Obama officials signal willingness to accept idea he has criticized
Sunday, March 15, 2009 3:29 AM
THE NEW YORK TIMES
WASHINGTON -- The Obama administration is signaling to Congress that the president could support taxing some employee health benefits, as several influential lawmakers and many economists favor, to help pay for an overhaul of the health-care system. The proposal is politically problematic for President Barack Obama, however, because it is similar to one he denounced in the presidential campaign as "the largest middle-class tax increase in history." Most Americans with insurance get it from their employers, and taxing workers for the benefits is opposed by union leaders and some businesses.In television advertisements last fall, Obama criticized his Republican rival for the presidency, Sen. John McCain of Arizona, for proposing to tax all employer-provided health benefits. The benefits have long been tax-free, regardless of how generous they are or how much an employee earns. The ads did not note that McCain, in exchange, wanted to give all families a tax credit to subsidize the purchase of coverage.
At the time, even some Obama supporters said privately that he might come to regret his position if he won the election. In effect, they said, he was potentially giving up an important option to help finance his ambitious health-care agenda to reduce medical costs and expand coverage to the 46 million uninsured Americans.
Now that Obama has begun the health debate, several advisers say that although he will not propose changing the tax-free status of employee health benefits, neither will he oppose it if Congress does so.
At a recent congressional hearing, Sen. Ron Wyden, D-Ore., whose own health proposal would make benefits taxable, asked Peter Orszag, Obama's budget director, about the issue. Orszag replied that it "most firmly should remain on the table."
Orszag, an economist who previously was director of the Congressional Budget Office, has written favorably of taxing some employer-provided health benefits and using the revenue for other health-related incentives. So has another Obama adviser, Jason Furman, the deputy director of the White House National Economic Council.

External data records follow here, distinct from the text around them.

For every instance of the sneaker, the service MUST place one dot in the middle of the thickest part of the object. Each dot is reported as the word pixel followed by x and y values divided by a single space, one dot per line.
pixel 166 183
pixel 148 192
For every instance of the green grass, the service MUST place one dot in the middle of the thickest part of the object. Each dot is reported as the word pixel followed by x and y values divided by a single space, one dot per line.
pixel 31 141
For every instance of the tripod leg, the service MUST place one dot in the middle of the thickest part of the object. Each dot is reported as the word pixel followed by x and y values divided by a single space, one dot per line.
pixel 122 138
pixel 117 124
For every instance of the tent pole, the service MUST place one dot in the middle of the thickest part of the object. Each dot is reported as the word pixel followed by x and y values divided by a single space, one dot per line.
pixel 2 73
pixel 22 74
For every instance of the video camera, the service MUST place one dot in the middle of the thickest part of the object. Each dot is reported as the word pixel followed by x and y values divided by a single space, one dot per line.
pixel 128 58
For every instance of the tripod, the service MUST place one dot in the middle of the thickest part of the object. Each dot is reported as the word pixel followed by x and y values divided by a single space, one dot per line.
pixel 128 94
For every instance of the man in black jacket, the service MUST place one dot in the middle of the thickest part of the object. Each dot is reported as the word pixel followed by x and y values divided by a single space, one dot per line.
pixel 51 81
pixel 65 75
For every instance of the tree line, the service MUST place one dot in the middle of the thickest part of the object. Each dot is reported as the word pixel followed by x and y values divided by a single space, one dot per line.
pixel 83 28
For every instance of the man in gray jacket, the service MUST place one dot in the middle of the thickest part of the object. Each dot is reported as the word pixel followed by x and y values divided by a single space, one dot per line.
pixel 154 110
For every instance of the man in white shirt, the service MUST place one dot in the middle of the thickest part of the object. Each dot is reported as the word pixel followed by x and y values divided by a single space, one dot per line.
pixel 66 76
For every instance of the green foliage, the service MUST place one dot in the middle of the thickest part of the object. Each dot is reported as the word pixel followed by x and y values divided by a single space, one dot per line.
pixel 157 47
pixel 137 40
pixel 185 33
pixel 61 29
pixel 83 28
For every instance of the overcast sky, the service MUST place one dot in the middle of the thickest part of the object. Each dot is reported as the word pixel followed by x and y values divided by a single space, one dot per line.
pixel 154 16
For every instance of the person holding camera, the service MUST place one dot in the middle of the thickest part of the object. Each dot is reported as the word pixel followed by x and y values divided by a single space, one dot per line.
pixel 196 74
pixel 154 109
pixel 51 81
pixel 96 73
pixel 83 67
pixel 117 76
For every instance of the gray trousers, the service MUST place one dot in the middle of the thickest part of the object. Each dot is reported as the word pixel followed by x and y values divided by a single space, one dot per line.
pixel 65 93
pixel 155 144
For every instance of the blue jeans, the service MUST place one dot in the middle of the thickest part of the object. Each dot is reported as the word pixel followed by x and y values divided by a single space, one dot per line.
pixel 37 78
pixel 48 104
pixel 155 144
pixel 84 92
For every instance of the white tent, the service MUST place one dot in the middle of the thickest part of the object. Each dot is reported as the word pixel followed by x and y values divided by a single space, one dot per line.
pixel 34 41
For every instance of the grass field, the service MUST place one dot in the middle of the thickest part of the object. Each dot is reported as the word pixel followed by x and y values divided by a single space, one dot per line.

They, like other proponents, cite evidence that tax-free benefits encourage what McCain called "gold-plated" policies, inefficient and costly demands for health care as a result, and pressure on employers to hold down workers' pay as insurance expenses rise. And, they say, the policy discriminates against those -- mostly low-income workers -- who do not have employer-provided coverage.
When Sen. Max Baucus, D-Mont., advocated taxing benefits at a recent hearing of the Senate Finance Committee, which he heads, Timothy Geithner, Obama's treasury secretary, assured him that the administration was open to all ideas from Congress. Geithner did allude, however, to the stand Obama had taken as a candidate.
The administration's receptivity to the idea is partly due to the advocacy of Baucus, whose committee has jurisdiction over tax policy and health programs, and to support from Republicans. There is less enthusiasm among Democrats in the House, although the health debate is at an early stage and no comprehensive plans are on the table.
Also, Obama's own idea for raising revenue for health care -- limiting the income-tax deductions that the most-affluent taxpayers claim -- has run into opposition from Baucus and his counterpart in the House, Rep. Charles Rangel, D-N.Y., who heads the Ways and Means Committee.
Obama's proposed limit on deductions would raise an estimated $318 billion over 10 years, or half of his proposed "health-care reserve fund." That is a fraction of the revenue that could be raised from taxing employer-provided health benefits.
McCain estimated in the campaign that taxing all health benefits would raise $3.6 trillion over a decade -- "a multitrillion-dollar tax hike," one Obama advertisement said.
The Congressional Budget Office says that including health benefits in taxable income could mean $246 billion in additional revenue for a single year. Stopping short of full taxation, as Baucus and others suggest, would of course mean less new revenue.
The latest government figures, for 2007, show that 70 percent of the 253 million people with health insurance -- 177 million people -- got at least some of their coverage through employers. Employment-based insurance covers three-fifths of the population younger than 65.